# Difference between the average position and the most likely position of a particle

by TFM
Tags: average, difference, particle, position
 P: 1,031 Okay, so: $$= -x^{3/2}\frac{1}{\beta} e^{-\beta x} + \frac{3}{2\beta} \int{x^{1/2}e^{-\beta x} }$$ So: $$f(x) = x^{3/2}, f'(x) = \frac{1}{2}x^{-1/2}$$ $$g'(x) = e^{-\beta x}, g(x) = -\frac{1}{\beta}e^{-\beta}$$ Giving: $$-x^{3/2}\frac{1}{\beta}e^{-\beta} - \int{-\frac{1}{2}x^{-1/2}\frac{1}{\beta}e^{-\beta} }$$ $$-x^{3/2}\frac{1}{\beta}e^{-\beta} + \frac{1}{2\beta} \int{x^{-1/2}e^{-\beta} }$$ I still seem to get another integral that needs another int. by parts
 HW Helper Sci Advisor P: 4,739 What are you doing??? you have to evaluate integral $$\int x^{1/2}e^{-\beta x} \, dx$$ Why can't you do it?
 P: 1,031 Do we not need to use integration by parts then?
 HW Helper Sci Advisor P: 4,739 your last post is non-sense. you had $$-x^{3/2}\frac{1}{\beta} e^{-\beta x} + \frac{3}{2\beta} \int x^{1/2}e^{-\beta x} \, dx$$ now you have an integral $$\int x^{1/2}e^{-\beta x} \, dx$$ which you have to integrate by parts
 P: 1,031 That's what you get when you copy stuff and don't bother to check properly. So: $$\int x^{1/2}e^{-\beta x} dx$$ Thus: $$f(x) = x^{1/2}, f(x) = \frac{1}{2}x^{-1/2}$$ $$g'(x) = e^{-\beta x}, g(x) = -\frac{1}{\beta}e^{-\beta x}$$ Giving: $$= -x^{1/2}\frac{1}{\beta}e^{-\beta x} - \int {\frac{1}{2}x^{-1/2} \frac{1}{\beta}e^{-\beta x}}$$ $$= -x^{1/2}\frac{1}{\beta}e^{-\beta x} + \frac{1}{2\beta}\int {x^{-1/2}e^{-\beta x}}$$ Is this better?
 HW Helper Sci Advisor P: 4,739 oh crap, you can't solve this since these are not standard integrals.
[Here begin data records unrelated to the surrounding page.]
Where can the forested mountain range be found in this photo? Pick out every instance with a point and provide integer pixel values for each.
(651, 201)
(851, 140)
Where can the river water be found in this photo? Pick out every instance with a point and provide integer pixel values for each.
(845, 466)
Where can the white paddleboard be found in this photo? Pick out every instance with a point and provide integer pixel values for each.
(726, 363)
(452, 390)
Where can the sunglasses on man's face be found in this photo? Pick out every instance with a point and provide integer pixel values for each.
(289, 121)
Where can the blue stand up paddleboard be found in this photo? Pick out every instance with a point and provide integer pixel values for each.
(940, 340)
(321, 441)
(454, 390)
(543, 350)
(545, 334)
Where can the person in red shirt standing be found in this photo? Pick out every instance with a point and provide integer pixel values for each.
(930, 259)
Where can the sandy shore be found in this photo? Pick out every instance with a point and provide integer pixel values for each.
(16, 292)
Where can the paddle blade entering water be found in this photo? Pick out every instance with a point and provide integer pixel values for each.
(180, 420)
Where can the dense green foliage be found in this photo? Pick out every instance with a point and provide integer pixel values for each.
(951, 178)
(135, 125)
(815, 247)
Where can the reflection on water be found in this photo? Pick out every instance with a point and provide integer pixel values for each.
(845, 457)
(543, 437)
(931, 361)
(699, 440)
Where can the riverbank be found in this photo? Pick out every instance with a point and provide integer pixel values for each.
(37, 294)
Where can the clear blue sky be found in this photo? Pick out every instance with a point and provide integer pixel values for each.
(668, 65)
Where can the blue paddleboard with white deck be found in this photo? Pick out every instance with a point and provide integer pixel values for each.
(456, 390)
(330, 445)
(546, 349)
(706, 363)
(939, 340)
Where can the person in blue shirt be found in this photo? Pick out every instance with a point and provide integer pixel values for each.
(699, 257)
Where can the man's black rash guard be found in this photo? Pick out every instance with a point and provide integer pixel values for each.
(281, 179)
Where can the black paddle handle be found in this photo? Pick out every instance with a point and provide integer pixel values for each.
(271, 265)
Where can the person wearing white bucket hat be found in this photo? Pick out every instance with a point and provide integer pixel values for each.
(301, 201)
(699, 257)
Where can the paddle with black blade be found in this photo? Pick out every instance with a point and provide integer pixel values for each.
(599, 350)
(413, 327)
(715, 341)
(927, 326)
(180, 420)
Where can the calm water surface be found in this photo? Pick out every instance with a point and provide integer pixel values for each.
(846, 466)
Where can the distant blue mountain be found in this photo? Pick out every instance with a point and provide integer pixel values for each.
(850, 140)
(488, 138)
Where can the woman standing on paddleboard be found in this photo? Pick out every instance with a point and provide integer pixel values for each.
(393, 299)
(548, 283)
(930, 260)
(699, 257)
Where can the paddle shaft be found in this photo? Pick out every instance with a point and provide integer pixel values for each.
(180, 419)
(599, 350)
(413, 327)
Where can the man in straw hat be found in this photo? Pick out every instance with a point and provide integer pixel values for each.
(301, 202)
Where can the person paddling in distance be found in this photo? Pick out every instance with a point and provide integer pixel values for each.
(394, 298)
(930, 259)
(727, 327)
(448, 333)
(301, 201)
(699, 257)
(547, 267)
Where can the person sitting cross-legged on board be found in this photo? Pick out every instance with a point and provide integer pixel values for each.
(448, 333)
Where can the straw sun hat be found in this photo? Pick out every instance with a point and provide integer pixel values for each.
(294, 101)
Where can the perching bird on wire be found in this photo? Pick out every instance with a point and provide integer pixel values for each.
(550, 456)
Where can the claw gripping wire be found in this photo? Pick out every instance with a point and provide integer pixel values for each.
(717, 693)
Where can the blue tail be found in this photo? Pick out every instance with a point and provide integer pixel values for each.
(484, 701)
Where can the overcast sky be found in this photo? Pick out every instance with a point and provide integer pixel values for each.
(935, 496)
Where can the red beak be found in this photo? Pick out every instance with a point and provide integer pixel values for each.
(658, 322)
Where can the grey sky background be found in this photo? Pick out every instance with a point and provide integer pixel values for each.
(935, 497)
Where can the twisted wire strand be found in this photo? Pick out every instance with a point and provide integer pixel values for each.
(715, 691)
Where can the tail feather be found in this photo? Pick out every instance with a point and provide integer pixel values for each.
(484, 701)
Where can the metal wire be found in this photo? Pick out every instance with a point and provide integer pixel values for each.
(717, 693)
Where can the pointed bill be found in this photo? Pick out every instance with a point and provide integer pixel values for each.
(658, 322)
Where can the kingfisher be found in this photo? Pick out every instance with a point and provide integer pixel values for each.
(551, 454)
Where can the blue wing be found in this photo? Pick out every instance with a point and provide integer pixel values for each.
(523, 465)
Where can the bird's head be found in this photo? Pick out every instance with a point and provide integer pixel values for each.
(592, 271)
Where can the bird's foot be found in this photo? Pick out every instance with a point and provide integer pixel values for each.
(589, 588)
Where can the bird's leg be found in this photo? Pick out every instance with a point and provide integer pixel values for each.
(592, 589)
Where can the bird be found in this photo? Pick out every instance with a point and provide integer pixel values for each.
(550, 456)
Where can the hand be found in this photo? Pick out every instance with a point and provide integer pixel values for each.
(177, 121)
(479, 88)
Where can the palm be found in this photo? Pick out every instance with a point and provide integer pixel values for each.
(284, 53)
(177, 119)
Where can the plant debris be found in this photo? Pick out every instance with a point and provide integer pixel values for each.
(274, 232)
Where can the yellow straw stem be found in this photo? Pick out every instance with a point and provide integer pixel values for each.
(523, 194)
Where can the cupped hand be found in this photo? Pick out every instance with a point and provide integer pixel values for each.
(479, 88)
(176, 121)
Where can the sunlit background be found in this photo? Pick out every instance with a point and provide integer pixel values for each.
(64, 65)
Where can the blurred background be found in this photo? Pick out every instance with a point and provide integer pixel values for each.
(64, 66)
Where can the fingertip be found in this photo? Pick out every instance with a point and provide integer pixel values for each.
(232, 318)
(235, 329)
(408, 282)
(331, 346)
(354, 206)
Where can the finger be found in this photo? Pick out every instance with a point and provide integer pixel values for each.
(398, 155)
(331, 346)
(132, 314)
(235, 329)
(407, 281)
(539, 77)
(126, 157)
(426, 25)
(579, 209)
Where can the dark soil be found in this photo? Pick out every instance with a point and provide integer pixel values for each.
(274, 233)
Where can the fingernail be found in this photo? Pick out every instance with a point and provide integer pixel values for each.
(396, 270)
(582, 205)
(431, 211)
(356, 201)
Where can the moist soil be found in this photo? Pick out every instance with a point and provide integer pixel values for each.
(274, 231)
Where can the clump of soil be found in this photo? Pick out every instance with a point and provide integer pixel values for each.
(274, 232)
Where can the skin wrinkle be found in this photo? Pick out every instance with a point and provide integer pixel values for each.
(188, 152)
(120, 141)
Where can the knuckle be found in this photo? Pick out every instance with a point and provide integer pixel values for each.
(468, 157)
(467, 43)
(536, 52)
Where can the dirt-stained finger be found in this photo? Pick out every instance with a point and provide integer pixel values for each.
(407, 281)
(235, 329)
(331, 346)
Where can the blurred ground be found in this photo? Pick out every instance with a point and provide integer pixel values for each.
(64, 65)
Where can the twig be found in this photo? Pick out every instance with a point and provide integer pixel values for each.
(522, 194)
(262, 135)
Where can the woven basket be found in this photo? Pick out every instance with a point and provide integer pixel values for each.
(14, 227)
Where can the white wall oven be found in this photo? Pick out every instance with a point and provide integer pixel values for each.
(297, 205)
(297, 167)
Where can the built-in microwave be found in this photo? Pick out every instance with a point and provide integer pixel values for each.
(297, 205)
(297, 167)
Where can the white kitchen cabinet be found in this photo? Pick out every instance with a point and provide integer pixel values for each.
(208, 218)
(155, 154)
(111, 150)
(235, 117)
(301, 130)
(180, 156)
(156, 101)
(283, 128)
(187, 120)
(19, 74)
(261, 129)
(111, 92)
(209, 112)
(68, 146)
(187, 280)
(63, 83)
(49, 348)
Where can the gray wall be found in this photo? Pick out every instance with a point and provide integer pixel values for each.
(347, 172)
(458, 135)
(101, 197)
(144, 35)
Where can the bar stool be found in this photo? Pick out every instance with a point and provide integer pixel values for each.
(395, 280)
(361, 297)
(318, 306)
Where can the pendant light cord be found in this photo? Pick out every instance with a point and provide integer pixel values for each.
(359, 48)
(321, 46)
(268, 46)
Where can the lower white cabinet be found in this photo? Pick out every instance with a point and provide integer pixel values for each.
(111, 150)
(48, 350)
Sorry, I only recognize them when there is x^1/2.. I must see it as Sqrt(x) ;-) The answer is $$\int x^{1/2}e^{-\beta x} dx = \frac{\sqrt{\pi}\text{erf} (\sqrt{\beta x})}{2\beta ^{3/2}} - \dfrac{1}{\beta}\sqrt{x}e^{-\beta x}$$ who gave you this assignment? http://en.wikipedia.org/wiki/Error_function http://mathworld.wolfram.com/Erf.html
 P: 1,031 I am wondering if I made a mistake with the probability function, We was given the wave function: $$\psi = B \sqrt{x}e^{-\beta x} for x \geq 0$$ Now I looked through my calculations, and I had a graph from this, and I assumed that this was also the probabiltiy function, so I assume I may have made an error somewhere...
HW Helper
P: 5,004
 Quote by malawi_glenn oh crap, you can't solve this since these are not standard integrals. Sorry, I only recognize them when there is x^1/2.. I must see it as Sqrt(x) ;-) The answer is $$\int x^{1/2}e^{-\beta x} dx = \frac{\sqrt{\pi}\text{erf} (\sqrt{\beta x})}{2\beta ^{3/2}} - \dfrac{1}{\beta}\sqrt{x}e^{-\beta x}$$ who gave you this assignment? http://en.wikipedia.org/wiki/Error_function http://mathworld.wolfram.com/Erf.html
The integral goes from 0 to infinity correct?...If so a simple substitution $u=\beta\sqrt{x}$ gives

$$\int_0^{\infty} x^{-1/2}e^{-\beta x} dx=\frac{2}{\beta} \int_0^{\infty} e^{-u^2} du$$

For which the solution is well known and easily derivable.
 HW Helper Sci Advisor P: 4,739 but oh my godness... wave function is NOT probability function, look at post #10. why didn't you confirm this to me?
HW Helper
P: 4,739
 Quote by gabbagabbahey The integral goes from 0 to infinity correct?...If so a simple substitution $u=\beta\sqrt{x}$ gives $$\int_0^{\infty} x^{-1/2}e^{-\beta x} dx=\frac{2}{\beta} \int_0^{\infty} e^{-\beta x} du$$ For which the solution is well known and easily derivable.
yeah, that is true ;-)

but you still have x, but you integrate over u, that is strange
HW Helper
P: 5,004
 Quote by malawi_glenn yeah, that is true ;-) but you still have x, but you integrate over u, that is strange
Take a look at the edited version of my post
HW Helper
P: 4,739
 Quote by gabbagabbahey Take a look at the edited version of my post
I saw, just want to be a bit rude since I did't remember that trick!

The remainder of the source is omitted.